Critique : Le Signe du Cobra

Julien Foussereau | 6 avril 2007
Julien Foussereau | 6 avril 2007

Rien que le titre Cobra Woman sent le mauvais B à pleins naseaux et il est difficile de percuter la première fois qu'il s'agit bien du réalisateur de Pièges derrière la caméra. Le générique de fin sitôt refermé, on demeure coi devant ce spectacle exotique placé sous le signe du funambulisme : Cobra Woman brille par une légèreté jamais très loin de la stupidité tout en faisant preuve d'une grande maîtrise formelle, un peu comme si on demandait à Sirk de transcender du Harlequin. Alors, sincèrement, il est illusoire d'espérer obtenir LE miracle avec le résumé qui suit : un brave gars sauve sa bien-aimée, prisonnière d'une île dans le pacifique peuplée de primitifs à la botte d'une grande prêtresse assouvissant ses velléités sanguinaires par le biais d'un culte du cobra. Précision importante : la bien-aimée en question s'avère être la sœur jumelle de la méchante prêtresse.

Tout un programme, n'est-ce pas ? Les blasés du 21ème siècle que nous sommes ne peuvent décemment pas contenir un sourire ironique face aux péripéties un tantinet poussives du falot Jon Hall et de son acolyte interprété par Sabu, sniper de la sarbacane empoisonnée (il fait mouche même en pleine nuit !), ou Lon Chaney Jr. en insulaire arborant un bronzage garanti 100% cirage. Enfin, on pourrait arguer que pour une peuplade légendaire, réputée féroce et sans pitié au point de faire passer tout ce que compte Skull Island comme bipèdes (King Kong) pour des intermittents de Disneyland, les autochtones de l'île du cobra sont pour le moins accueillants.
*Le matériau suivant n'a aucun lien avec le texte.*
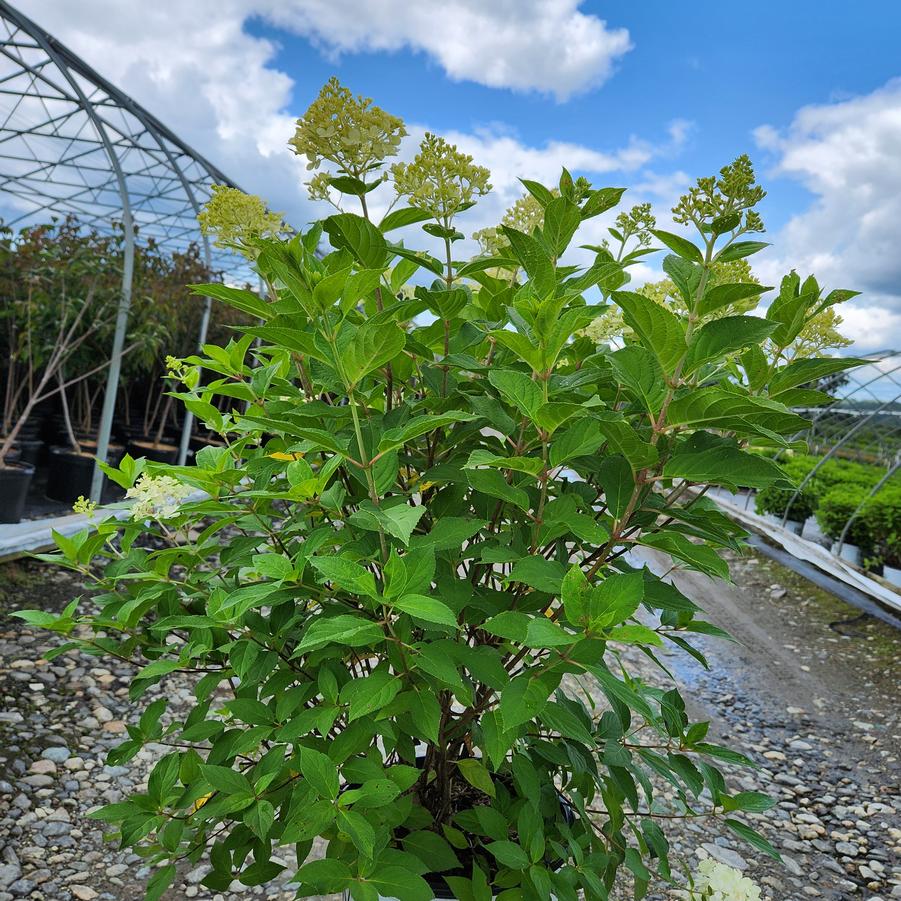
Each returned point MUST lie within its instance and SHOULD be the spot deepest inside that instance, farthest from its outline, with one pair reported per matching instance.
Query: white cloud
(846, 154)
(218, 87)
(527, 45)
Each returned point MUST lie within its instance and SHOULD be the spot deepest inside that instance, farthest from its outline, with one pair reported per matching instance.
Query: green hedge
(876, 528)
(841, 480)
(775, 501)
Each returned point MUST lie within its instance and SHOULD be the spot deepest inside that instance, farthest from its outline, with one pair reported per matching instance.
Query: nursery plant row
(853, 503)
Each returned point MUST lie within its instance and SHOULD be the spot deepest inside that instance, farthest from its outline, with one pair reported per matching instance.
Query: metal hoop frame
(72, 143)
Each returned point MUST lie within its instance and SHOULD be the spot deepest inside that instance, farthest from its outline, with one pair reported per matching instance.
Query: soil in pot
(157, 452)
(849, 552)
(70, 474)
(30, 450)
(15, 479)
(464, 799)
(892, 574)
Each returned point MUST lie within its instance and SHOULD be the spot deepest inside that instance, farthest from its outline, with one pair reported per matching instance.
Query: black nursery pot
(69, 477)
(15, 480)
(30, 450)
(158, 453)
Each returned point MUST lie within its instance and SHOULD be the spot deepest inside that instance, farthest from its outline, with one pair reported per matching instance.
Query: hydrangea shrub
(406, 594)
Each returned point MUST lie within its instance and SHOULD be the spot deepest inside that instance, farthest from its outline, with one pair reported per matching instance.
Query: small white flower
(159, 497)
(715, 881)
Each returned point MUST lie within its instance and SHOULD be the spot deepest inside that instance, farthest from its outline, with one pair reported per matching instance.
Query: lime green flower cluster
(84, 506)
(350, 132)
(525, 215)
(157, 497)
(715, 881)
(182, 372)
(637, 223)
(236, 220)
(726, 200)
(441, 180)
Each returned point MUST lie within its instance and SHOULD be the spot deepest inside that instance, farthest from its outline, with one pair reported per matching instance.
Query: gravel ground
(813, 699)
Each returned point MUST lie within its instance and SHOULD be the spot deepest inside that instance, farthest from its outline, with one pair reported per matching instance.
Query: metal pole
(112, 380)
(115, 367)
(201, 340)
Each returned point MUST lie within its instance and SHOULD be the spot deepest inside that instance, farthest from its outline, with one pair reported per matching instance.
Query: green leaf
(600, 201)
(448, 534)
(399, 520)
(432, 850)
(359, 829)
(753, 838)
(518, 389)
(812, 369)
(238, 298)
(524, 698)
(226, 780)
(400, 218)
(534, 259)
(720, 296)
(345, 629)
(326, 875)
(509, 855)
(753, 802)
(401, 883)
(260, 818)
(491, 482)
(677, 244)
(659, 330)
(531, 631)
(716, 408)
(421, 425)
(320, 772)
(373, 345)
(697, 556)
(581, 439)
(531, 465)
(721, 337)
(561, 220)
(346, 574)
(614, 600)
(428, 609)
(720, 461)
(360, 237)
(623, 439)
(542, 194)
(543, 575)
(476, 774)
(638, 370)
(738, 250)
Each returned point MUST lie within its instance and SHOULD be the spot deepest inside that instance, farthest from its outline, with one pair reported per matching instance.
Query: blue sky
(644, 95)
(722, 72)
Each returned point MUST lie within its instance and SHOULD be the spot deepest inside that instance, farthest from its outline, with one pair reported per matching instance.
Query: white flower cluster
(714, 881)
(157, 498)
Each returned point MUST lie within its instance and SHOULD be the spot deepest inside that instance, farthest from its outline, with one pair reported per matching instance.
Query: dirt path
(817, 706)
(810, 688)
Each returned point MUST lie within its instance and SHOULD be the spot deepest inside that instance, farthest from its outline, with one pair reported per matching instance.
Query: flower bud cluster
(157, 497)
(441, 180)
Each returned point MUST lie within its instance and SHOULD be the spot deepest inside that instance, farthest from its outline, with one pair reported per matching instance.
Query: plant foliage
(409, 594)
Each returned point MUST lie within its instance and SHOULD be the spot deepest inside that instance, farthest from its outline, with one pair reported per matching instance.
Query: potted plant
(407, 623)
(836, 507)
(63, 288)
(884, 512)
(164, 316)
(774, 501)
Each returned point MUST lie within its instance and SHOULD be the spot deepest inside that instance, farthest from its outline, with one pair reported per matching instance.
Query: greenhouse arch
(73, 144)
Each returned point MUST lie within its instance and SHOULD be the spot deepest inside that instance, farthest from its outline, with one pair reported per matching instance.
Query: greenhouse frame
(73, 144)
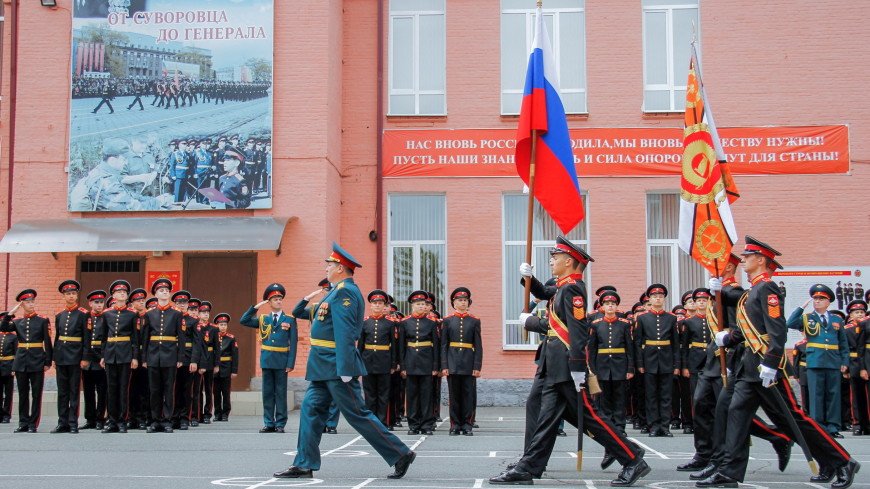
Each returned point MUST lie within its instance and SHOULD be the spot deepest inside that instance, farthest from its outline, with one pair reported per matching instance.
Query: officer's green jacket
(827, 346)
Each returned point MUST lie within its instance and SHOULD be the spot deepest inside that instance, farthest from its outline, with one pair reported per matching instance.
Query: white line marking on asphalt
(650, 449)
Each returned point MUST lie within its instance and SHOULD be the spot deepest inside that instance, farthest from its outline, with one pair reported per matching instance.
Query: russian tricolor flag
(556, 186)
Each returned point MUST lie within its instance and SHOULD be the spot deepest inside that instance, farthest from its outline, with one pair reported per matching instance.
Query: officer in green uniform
(827, 356)
(278, 336)
(334, 365)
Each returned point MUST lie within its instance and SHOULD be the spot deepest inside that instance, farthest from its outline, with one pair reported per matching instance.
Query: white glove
(768, 376)
(526, 270)
(579, 379)
(715, 284)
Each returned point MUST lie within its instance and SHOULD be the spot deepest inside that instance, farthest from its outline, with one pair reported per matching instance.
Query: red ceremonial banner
(617, 152)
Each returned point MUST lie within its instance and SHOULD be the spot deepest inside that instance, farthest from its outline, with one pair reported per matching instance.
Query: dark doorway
(229, 282)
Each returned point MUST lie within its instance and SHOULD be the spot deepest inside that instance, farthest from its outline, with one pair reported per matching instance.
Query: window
(417, 255)
(566, 24)
(667, 35)
(543, 238)
(666, 263)
(418, 62)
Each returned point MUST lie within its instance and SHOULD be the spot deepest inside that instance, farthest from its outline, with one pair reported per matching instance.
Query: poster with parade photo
(171, 105)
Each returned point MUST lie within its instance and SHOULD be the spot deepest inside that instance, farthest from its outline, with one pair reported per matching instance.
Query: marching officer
(419, 363)
(379, 353)
(461, 360)
(761, 324)
(657, 338)
(162, 354)
(8, 346)
(827, 357)
(228, 369)
(70, 346)
(278, 335)
(32, 358)
(118, 352)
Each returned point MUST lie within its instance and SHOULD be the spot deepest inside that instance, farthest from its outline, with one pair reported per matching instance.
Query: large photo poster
(171, 105)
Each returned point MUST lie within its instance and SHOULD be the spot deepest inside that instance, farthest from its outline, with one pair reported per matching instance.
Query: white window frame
(440, 295)
(512, 317)
(556, 38)
(676, 105)
(414, 15)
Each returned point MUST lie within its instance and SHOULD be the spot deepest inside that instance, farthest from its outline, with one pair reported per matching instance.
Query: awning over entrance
(145, 234)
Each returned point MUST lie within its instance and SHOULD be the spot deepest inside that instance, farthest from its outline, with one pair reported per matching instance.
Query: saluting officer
(461, 360)
(162, 354)
(419, 362)
(827, 356)
(32, 358)
(278, 335)
(657, 338)
(70, 346)
(228, 369)
(379, 353)
(119, 352)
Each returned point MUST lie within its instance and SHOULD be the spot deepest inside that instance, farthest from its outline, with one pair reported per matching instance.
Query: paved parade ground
(234, 455)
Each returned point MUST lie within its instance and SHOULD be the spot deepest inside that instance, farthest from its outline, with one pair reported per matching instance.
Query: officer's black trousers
(29, 408)
(558, 400)
(7, 384)
(748, 396)
(94, 382)
(161, 384)
(377, 392)
(612, 402)
(222, 403)
(657, 389)
(420, 414)
(117, 391)
(461, 399)
(183, 392)
(69, 380)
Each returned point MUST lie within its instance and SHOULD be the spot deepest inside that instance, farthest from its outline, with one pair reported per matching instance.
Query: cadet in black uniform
(70, 346)
(118, 352)
(419, 363)
(563, 369)
(8, 345)
(657, 339)
(379, 353)
(228, 369)
(461, 360)
(32, 359)
(162, 351)
(761, 323)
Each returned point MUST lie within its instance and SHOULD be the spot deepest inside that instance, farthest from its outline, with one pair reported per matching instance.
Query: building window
(543, 239)
(566, 24)
(418, 59)
(417, 255)
(666, 263)
(667, 35)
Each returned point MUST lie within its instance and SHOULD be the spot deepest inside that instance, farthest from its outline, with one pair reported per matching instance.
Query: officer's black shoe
(704, 473)
(825, 475)
(631, 472)
(717, 480)
(693, 465)
(846, 474)
(401, 467)
(294, 472)
(783, 453)
(607, 461)
(514, 476)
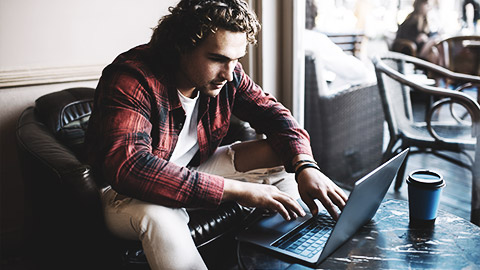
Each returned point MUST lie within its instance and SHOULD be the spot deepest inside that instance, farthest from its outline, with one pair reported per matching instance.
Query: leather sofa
(67, 227)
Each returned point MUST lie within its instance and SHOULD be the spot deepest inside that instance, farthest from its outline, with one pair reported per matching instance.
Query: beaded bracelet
(304, 161)
(303, 167)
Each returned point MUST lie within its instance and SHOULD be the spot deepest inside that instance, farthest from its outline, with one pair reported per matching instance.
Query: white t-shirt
(187, 144)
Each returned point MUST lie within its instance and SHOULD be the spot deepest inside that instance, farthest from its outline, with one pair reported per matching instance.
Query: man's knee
(253, 155)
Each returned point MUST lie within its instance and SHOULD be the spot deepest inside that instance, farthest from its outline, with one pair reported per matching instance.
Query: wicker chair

Malgré tout, il est difficile de résister au charme naïf de Cobra Woman, peut-être parce que Siodmak a la présence d'esprit de réaliser cette aventure comme une comédie musicale : une scène de Broadway chargée en feuilles de palmier et en salade de fruits (jolie, jolie, jolie !), parcourue par des protagonistes avec une gestuelle outrée et un parler cabotin, Maria Montez en tête. Celle qui fut surnommée « La Reine du Technicolor » avale ici tout cru le reste du casting dans son double rôle de gentille élue / méchante aruspice. En dépit de son jeu limité, il faut la voir danser lascivement avec le dieu cobra (plus proche du tuyau d'arrosage que du terrible reptile, en fait) avant de désigner d'un doigt ferme et d'une œillade sadique les sacrifiés humains en devenir ! Il faut surtout l'entendre bramer avec un accent à couper au couteau : « Geef me that cobra jool! Eeet ees rightfully mine ! » -réplique qui, au passage, serait quasi culte dans les milieux « cinéphilo-gays » américains- pour aussitôt voir Cobra Woman avec amusement et bienveillance.

Comme s'il savait qui fait vraiment son show, Siodmak laisse Montez et ses formes généreuses occuper le terrain pour mieux exécuter le cahier des charges de Cobra Woman, en bon artisan qu'il est. Et, de ce point de vue, l'application dont le cinéaste fait preuve dans le placement de ses caméras et ses lumières est la conséquence directe du solide cachet dégagé par le film. Au fond, cette simple constatation suffit pour définir Cobra Woman : un divertissement de petite envergure dissimulant une carte de visite remplie de grandes ambitions.